1. To prove that chloroplast is responsible for photosynthesis.
2. To prove that chloroplast makes electron, which makes electricity.
First we prepare 3 beakers, and fill 3 of them with 200 ml of distilled water. Label them 1, 2, 3. Add K2HPO4 to beaker 1 and 2, and add sugar to beaker 3. Making 3 solutions. Then we make a clean spinach juice that includes a lot of chloroplasts, using spinach leaves, which we teared off the stems, putting that in a blender, and then we filter the thick juice we blended, to get the clear spinach juice with a lot of chloroplasts. Then we get 4 test tubes, filling each with one drop of DPIP, and then we put some given amount of spinach juice to each tube, except the third tube. Then we place the 4 test tubes in different environment, the 1st one will be lighted by the sunlight, 2nd one will be microwaved first, and then will be lighted by the sunlight, 3rd one only has DPIP, and will be lighted by the sunlight, 4th one will be same with the 1st, but there will be no light going in the tube, so we place it in the drawer.
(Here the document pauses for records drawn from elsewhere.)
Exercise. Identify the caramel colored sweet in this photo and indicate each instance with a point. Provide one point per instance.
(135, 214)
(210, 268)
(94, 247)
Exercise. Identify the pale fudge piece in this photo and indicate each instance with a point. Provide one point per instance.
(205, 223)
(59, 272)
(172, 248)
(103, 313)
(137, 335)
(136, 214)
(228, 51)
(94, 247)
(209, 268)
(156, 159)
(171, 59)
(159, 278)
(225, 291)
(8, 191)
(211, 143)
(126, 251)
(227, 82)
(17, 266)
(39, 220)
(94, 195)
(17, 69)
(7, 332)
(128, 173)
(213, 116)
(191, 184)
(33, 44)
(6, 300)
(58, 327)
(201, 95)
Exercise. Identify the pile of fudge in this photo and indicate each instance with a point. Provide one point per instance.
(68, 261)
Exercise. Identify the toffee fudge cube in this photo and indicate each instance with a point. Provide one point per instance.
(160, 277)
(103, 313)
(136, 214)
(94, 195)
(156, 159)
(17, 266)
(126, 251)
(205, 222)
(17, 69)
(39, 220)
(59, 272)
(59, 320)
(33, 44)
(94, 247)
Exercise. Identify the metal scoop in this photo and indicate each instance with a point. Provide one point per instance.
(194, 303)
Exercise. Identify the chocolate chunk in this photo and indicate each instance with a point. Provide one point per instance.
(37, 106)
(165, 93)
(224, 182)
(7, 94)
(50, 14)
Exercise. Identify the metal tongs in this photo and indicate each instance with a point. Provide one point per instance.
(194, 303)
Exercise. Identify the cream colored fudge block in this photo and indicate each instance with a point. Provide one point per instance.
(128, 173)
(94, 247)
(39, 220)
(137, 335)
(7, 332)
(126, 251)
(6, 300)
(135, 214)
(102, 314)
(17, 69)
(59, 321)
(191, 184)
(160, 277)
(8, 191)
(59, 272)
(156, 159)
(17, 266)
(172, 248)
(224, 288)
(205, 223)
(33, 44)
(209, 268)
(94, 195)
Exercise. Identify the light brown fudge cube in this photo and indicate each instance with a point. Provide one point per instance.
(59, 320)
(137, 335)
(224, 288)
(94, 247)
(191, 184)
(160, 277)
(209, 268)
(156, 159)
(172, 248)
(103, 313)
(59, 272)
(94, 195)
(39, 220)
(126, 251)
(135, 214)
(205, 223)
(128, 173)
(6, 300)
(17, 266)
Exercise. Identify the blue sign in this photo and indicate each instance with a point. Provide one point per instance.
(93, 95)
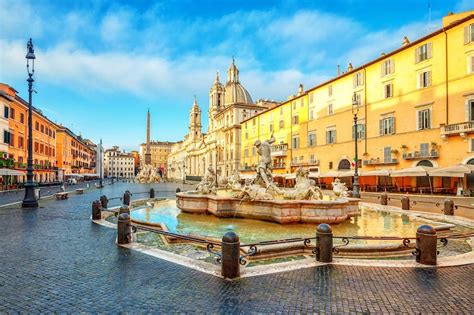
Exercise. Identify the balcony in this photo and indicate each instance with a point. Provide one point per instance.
(379, 161)
(279, 150)
(457, 129)
(417, 155)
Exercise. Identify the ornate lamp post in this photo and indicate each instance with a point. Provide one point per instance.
(30, 201)
(355, 185)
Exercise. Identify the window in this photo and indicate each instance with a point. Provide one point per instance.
(388, 90)
(387, 154)
(469, 34)
(295, 119)
(6, 136)
(387, 67)
(424, 119)
(311, 139)
(330, 109)
(360, 131)
(470, 109)
(387, 126)
(470, 64)
(424, 79)
(423, 52)
(330, 136)
(424, 149)
(358, 79)
(295, 142)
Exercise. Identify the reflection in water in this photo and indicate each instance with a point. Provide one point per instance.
(369, 223)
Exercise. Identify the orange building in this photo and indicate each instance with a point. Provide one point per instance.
(15, 109)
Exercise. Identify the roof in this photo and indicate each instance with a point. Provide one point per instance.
(411, 44)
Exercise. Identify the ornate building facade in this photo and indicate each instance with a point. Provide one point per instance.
(229, 105)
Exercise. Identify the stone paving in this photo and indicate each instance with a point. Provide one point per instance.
(54, 259)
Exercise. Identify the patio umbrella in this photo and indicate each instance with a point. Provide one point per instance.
(453, 171)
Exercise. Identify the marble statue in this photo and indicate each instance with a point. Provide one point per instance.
(148, 175)
(339, 189)
(208, 183)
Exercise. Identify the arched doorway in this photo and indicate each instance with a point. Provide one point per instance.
(344, 164)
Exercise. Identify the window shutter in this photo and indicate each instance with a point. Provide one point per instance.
(466, 35)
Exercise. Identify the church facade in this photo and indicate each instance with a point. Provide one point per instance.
(220, 146)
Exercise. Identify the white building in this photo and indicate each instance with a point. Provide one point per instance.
(118, 164)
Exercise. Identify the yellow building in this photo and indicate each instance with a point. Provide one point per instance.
(416, 107)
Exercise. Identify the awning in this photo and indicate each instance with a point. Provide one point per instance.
(412, 171)
(348, 173)
(10, 172)
(382, 172)
(453, 171)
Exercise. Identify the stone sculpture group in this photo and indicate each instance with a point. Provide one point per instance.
(262, 187)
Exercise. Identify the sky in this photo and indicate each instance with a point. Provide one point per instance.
(101, 64)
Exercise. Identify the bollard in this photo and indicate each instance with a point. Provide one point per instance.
(426, 241)
(124, 209)
(324, 243)
(448, 207)
(126, 198)
(96, 210)
(384, 199)
(124, 229)
(104, 201)
(230, 255)
(405, 203)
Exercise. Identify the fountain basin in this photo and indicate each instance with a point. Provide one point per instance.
(281, 211)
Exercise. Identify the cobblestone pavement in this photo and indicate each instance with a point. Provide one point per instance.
(54, 259)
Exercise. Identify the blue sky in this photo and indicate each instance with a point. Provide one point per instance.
(101, 64)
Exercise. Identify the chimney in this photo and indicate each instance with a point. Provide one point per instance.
(406, 41)
(300, 89)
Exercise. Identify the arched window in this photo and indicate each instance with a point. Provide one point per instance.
(425, 163)
(344, 165)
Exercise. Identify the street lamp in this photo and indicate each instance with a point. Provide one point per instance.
(30, 201)
(355, 111)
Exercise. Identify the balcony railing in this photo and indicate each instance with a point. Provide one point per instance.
(417, 155)
(379, 161)
(459, 128)
(279, 150)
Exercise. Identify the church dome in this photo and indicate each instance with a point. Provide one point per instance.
(234, 92)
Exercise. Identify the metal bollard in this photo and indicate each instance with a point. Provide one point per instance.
(124, 209)
(448, 207)
(104, 201)
(96, 210)
(405, 203)
(426, 250)
(230, 255)
(124, 229)
(126, 198)
(324, 243)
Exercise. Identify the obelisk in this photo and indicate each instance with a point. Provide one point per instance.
(147, 150)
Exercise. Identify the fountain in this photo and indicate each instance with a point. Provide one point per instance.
(261, 199)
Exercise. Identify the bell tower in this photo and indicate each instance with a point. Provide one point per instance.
(195, 121)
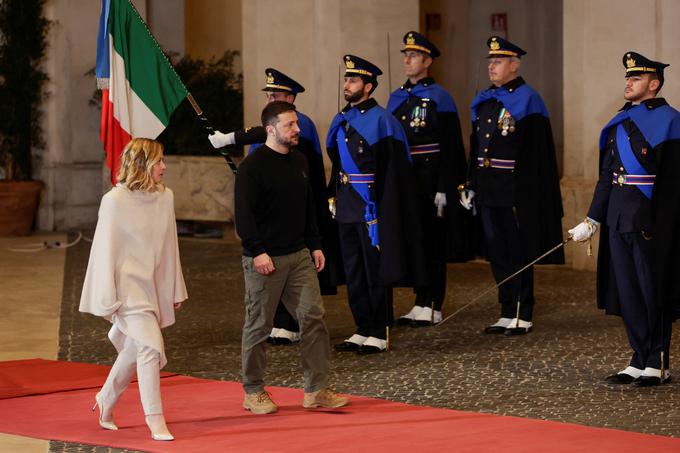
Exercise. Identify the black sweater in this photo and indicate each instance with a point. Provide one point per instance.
(274, 204)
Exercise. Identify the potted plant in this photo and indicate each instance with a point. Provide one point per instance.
(23, 33)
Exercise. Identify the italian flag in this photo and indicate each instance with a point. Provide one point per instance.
(140, 89)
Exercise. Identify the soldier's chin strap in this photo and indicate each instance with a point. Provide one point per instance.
(510, 277)
(208, 127)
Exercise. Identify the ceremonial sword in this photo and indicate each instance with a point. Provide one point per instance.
(491, 288)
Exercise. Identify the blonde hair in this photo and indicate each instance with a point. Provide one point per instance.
(139, 157)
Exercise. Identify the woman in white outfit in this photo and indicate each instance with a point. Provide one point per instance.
(134, 280)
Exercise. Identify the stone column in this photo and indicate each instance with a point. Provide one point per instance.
(596, 35)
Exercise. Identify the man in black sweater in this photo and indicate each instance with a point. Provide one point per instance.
(275, 219)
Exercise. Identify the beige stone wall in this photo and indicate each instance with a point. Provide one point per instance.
(306, 39)
(70, 163)
(166, 19)
(596, 35)
(213, 26)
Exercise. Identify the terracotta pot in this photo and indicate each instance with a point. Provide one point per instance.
(18, 206)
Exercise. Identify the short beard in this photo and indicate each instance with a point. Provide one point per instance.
(354, 97)
(280, 140)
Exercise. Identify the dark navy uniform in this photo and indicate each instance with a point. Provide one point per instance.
(627, 202)
(374, 201)
(513, 172)
(309, 145)
(429, 116)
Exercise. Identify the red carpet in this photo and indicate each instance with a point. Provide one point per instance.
(207, 416)
(38, 377)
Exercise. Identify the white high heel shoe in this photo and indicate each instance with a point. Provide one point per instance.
(166, 436)
(104, 424)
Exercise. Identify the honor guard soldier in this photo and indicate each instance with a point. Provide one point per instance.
(429, 117)
(513, 182)
(636, 206)
(374, 204)
(280, 87)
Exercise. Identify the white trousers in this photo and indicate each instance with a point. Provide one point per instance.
(138, 357)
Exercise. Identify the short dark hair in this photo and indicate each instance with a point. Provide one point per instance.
(373, 81)
(272, 110)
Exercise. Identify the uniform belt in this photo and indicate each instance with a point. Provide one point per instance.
(357, 178)
(505, 164)
(424, 149)
(633, 180)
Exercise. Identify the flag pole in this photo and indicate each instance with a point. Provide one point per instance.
(208, 127)
(199, 112)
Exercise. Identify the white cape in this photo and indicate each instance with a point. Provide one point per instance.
(134, 275)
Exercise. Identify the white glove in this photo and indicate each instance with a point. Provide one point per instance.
(440, 199)
(466, 197)
(584, 230)
(219, 140)
(440, 203)
(331, 206)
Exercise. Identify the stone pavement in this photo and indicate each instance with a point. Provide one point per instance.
(554, 373)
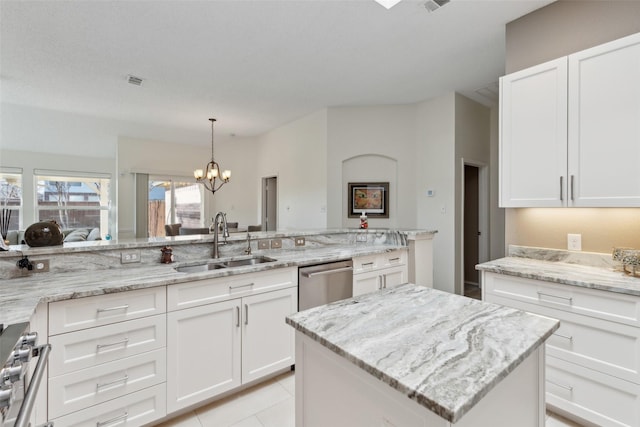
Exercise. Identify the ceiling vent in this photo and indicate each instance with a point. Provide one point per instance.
(432, 5)
(134, 80)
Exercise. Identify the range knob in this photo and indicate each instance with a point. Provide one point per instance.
(30, 339)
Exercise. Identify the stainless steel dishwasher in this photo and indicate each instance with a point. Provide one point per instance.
(324, 283)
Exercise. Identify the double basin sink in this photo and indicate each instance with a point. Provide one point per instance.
(217, 264)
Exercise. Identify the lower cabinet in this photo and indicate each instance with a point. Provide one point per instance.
(134, 409)
(593, 359)
(217, 347)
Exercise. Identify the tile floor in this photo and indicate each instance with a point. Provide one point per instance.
(270, 404)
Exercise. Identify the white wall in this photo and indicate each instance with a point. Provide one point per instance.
(435, 150)
(296, 154)
(376, 132)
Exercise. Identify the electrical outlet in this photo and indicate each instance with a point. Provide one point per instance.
(131, 256)
(276, 243)
(574, 242)
(40, 266)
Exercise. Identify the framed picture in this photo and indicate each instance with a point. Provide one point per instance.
(369, 197)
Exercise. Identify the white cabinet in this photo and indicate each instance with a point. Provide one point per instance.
(109, 353)
(215, 347)
(375, 272)
(569, 130)
(593, 359)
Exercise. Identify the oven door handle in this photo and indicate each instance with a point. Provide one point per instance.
(325, 272)
(24, 414)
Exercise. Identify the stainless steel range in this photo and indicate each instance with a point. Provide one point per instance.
(17, 386)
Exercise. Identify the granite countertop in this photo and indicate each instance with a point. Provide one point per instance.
(603, 277)
(444, 351)
(19, 297)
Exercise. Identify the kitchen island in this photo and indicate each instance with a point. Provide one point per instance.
(414, 356)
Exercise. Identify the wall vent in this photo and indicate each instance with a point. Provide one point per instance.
(134, 80)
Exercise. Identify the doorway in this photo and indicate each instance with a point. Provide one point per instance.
(270, 203)
(473, 220)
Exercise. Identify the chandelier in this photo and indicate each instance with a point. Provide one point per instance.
(210, 176)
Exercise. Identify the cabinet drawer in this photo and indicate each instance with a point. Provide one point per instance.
(82, 313)
(201, 292)
(134, 409)
(589, 302)
(392, 259)
(608, 347)
(87, 387)
(83, 349)
(596, 397)
(374, 262)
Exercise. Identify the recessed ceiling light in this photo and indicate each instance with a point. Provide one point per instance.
(388, 3)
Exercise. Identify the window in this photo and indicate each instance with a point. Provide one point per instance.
(10, 200)
(78, 201)
(172, 201)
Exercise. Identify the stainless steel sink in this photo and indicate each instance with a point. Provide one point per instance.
(215, 265)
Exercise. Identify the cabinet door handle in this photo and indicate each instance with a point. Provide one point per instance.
(112, 420)
(120, 307)
(101, 346)
(240, 286)
(566, 387)
(541, 294)
(561, 190)
(572, 194)
(119, 380)
(570, 338)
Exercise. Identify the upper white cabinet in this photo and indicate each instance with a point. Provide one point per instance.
(570, 130)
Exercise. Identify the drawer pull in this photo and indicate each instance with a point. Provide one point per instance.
(540, 294)
(112, 420)
(119, 380)
(564, 336)
(240, 286)
(566, 387)
(101, 346)
(120, 307)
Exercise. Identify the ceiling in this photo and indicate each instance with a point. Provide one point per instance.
(253, 64)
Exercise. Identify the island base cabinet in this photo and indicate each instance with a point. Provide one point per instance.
(203, 353)
(134, 409)
(332, 391)
(574, 390)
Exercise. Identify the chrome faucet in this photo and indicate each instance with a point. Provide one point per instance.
(248, 250)
(216, 227)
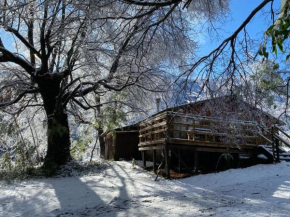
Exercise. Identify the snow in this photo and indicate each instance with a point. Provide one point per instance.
(120, 190)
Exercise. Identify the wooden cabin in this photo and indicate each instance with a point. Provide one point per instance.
(123, 144)
(198, 134)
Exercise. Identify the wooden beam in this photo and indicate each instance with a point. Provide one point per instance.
(144, 159)
(196, 162)
(159, 147)
(180, 159)
(167, 163)
(154, 161)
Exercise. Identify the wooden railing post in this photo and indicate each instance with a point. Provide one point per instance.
(144, 159)
(167, 163)
(277, 150)
(273, 143)
(154, 161)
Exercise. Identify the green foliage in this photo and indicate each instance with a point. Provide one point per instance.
(81, 145)
(266, 82)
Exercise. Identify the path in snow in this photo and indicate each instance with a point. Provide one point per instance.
(262, 190)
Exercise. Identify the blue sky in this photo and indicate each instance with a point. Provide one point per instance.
(239, 11)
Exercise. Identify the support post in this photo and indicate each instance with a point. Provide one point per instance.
(179, 163)
(167, 165)
(154, 161)
(277, 150)
(196, 162)
(144, 159)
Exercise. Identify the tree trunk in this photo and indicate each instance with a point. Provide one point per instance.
(58, 140)
(102, 143)
(58, 132)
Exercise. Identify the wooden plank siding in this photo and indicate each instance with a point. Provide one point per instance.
(193, 130)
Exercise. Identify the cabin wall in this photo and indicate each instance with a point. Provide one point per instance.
(126, 146)
(109, 147)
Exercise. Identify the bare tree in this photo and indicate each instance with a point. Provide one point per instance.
(59, 54)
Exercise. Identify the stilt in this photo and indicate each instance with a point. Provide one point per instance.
(144, 159)
(277, 150)
(167, 163)
(196, 162)
(179, 163)
(154, 161)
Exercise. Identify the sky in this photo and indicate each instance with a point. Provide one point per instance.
(239, 11)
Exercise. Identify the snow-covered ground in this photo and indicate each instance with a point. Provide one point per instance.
(119, 190)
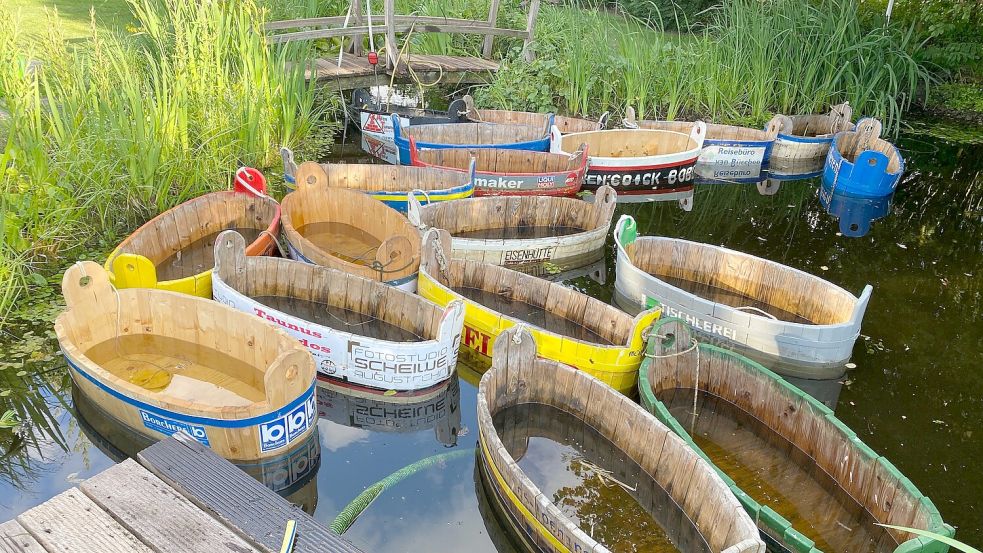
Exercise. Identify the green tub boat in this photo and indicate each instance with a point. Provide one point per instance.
(807, 480)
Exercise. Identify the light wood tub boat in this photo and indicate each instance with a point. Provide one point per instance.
(516, 231)
(160, 362)
(519, 378)
(358, 330)
(819, 472)
(773, 312)
(729, 152)
(860, 163)
(807, 138)
(352, 232)
(390, 185)
(639, 164)
(584, 333)
(501, 172)
(173, 251)
(439, 409)
(529, 136)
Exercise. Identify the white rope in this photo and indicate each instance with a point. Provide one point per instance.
(244, 182)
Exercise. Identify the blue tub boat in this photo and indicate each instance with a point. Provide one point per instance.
(861, 163)
(855, 213)
(533, 137)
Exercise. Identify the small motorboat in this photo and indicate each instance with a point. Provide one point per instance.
(527, 136)
(352, 232)
(639, 164)
(807, 138)
(373, 109)
(439, 409)
(860, 163)
(523, 230)
(524, 399)
(173, 251)
(160, 362)
(570, 327)
(500, 172)
(358, 330)
(771, 311)
(385, 183)
(803, 476)
(729, 152)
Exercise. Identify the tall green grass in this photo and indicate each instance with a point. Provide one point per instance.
(753, 58)
(115, 128)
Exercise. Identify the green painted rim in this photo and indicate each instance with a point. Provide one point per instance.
(763, 515)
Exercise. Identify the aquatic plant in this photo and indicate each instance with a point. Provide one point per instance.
(753, 59)
(103, 133)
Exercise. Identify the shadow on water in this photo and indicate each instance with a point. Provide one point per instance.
(914, 394)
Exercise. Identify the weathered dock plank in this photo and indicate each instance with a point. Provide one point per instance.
(236, 499)
(162, 518)
(15, 539)
(70, 522)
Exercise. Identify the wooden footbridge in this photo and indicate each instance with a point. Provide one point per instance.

After leaving the tubes for 2 days, we take 1 mL out of 4 solutions, putting them into a tube with 5mL of tap water. Then we shake and stir the tube mixing it. Finally we put that new solution into the crystal tube until half is filled. Then we go to the laser machine. Then finally we will compare the result, checking if photosynthesis has happened or not.
Our results looked really wrong compared to others. The average result from the laser machine is from 1.2 to 1.4, but our results are far away from these numbers. For example, the first tube’s result which is the one with the sunlight is 1.96, which is very high and unusual. The second tube wasn’t supposed to do any photosynthesis, because we microwaved it which means it had to be dead. But looking at the results, it did. The fourth one that we shut down the lights also did photosynthesis. Except the third one which only has DPIP. Tubes except the 3rd one’s stopper popped during the 2 days we left it. This means it created oxygen which made the stopper pop, which means it did photosynthesis. Every tube except the 3rd one showed sign of it doing photosynthesis.
We could have made this experiment work better by doing several things, or doing it the right way. We could have microwaved the juice more on the second tube, because by the end of the experiment it has shown that the chloroplast didn’t completely died off. So we could have done a better job in killing off the chloroplasts completely. For the 4th tube, we could have done a better job by placing the tube in a place that is completely dark, because the 4th tube’s stopper was also popped showing it did photosynthesis, which means there was some light to do photosynthesis. We could have also done a better job diluting the juice and the water better, because it showed on the results that some wasn’t completely mixed. We could have done a better job diluting the juice and the water better by stirring it more, or shaking it to bring up the chloroplasts which is sunk to the bottom. Maybe we made some few mistakes in measuring the amount of tap water, solution, juice, etc. We can’t do anything about this, because we are humans and no human can measure things completely correctly. There is also an uncertainty on the cylinder, which is 10+0.2mL, making the water 10.2mL instead of 10mL. We might have measured the amount of K2HPO4 putting in the water. When the stoppers popped, maybe bacteria went into the solution, eating up the chloroplasts and the glucoses, making the razor machine giving wrong results. There is a possibility that we didn’t 0 the razor machine before measuring it, making certain changes in the result. Maybe the crystal tube had some leftover solution stuck somewhere in the tube, which made it mix the solutions, making something completely new, changing the results. We could be way more careful not to let anything touch the crystal part.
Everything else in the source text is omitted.